Regarding the effect of such an agreement a different question would be presented had the defendant been copied before payment of the assenting creditors, or had such a fund' been garnisheed in the hands of an assignee or trustee not himself a creditor of Haskell.
The case before us differs materially from Hawes v. Mooney, 39 Conn., 37, cited by the plaintiffs. The law is in that case expressly applied to a case of " actual and contemplated fraud, participated in by tbe defendant."
The second claim of the plaintiffs, that the defendant is chargeable with the sum remaining in his hands after payment of the assenting creditors, we think cannot be sustained. The event which gave the defendant a right to retain this sum, as part payment of his claim, had happened before service of the factorizing process upon him, and the defendant had actually appropriated the money.
The finding shows that before the service upon the defendant, all the non-assenting creditors had refused to accept the compromise, and that the defendant had deposited this money in the bank as his own funds. It is true the court finds that the defendant claimed the right to apply some part of the balance remaining in his hands in payment for services which he claimed to have rendered Haskell, but it is not found that any sum was due him for such services. "We think the finding clearly shows that the defendant, having by the terms of the agreement the right to apply the balance of the fund in his hands in part payment of a valid claim against Haskell, had in fact availed himself of that right before service of the copy in foreign attachment.
Upon the plaintiffs' third claim, that the defendant is es-topped from denying that thirteen hundred dollars was placed in his hands by Haskell, it may be questioned whether the defendant made such a representation by the letter of February 6th. By the letter it would appear that the entire sum of thirteen hundred dollars was in the defendant's hands, while by the statement which was inclosed and referred to in the letter it would seem that the thirteen hundred dollars was in the hands of Haskell. But regarding the letter and statement as intended to convey the impression that the defendant held Haskell's funds to the amount of thirteen hundred dollars, there is no evidence that the plaintiffs, by having believed this statement, have lost any remedy, or suffered any injury beyond the expense of the service of the copy upon the garnishee. At that time the defendant disclosed that he had no funds of Haskell's in his hands. An estoppel is intended as a protection against loss, and not as a means of gain. Townsend Savings Bank v. Todd, 47 Conn., 190. The injury sustained by the expense of the service of the copy in foreign attachment is not a sufficient one to warrant the application of the doctrine of estoppel and to create a cause of action in the plaintiff's favor.
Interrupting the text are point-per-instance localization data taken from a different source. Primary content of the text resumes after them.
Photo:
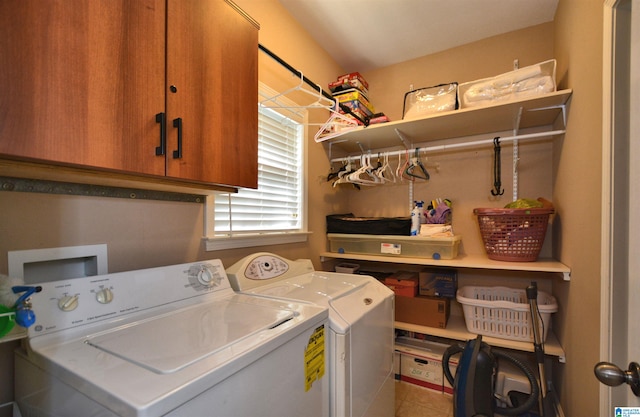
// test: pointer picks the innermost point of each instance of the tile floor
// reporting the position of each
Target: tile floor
(415, 401)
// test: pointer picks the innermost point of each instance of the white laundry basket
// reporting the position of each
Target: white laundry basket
(503, 312)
This subject, and the authorities sustaining this conclusion, are fully and ably discussed in the case of Warder & others v. Baker, 54 Wis., 49.
There is error in the judgment of the Court of Common Pleas, and it should be reversed.
In this opinion the other judges concurred; except Andrews, C. J., who thought the plaintiffs were entitled to a judgment for the amount the defendant had in his hands at the time that service in the original suit was made upon him.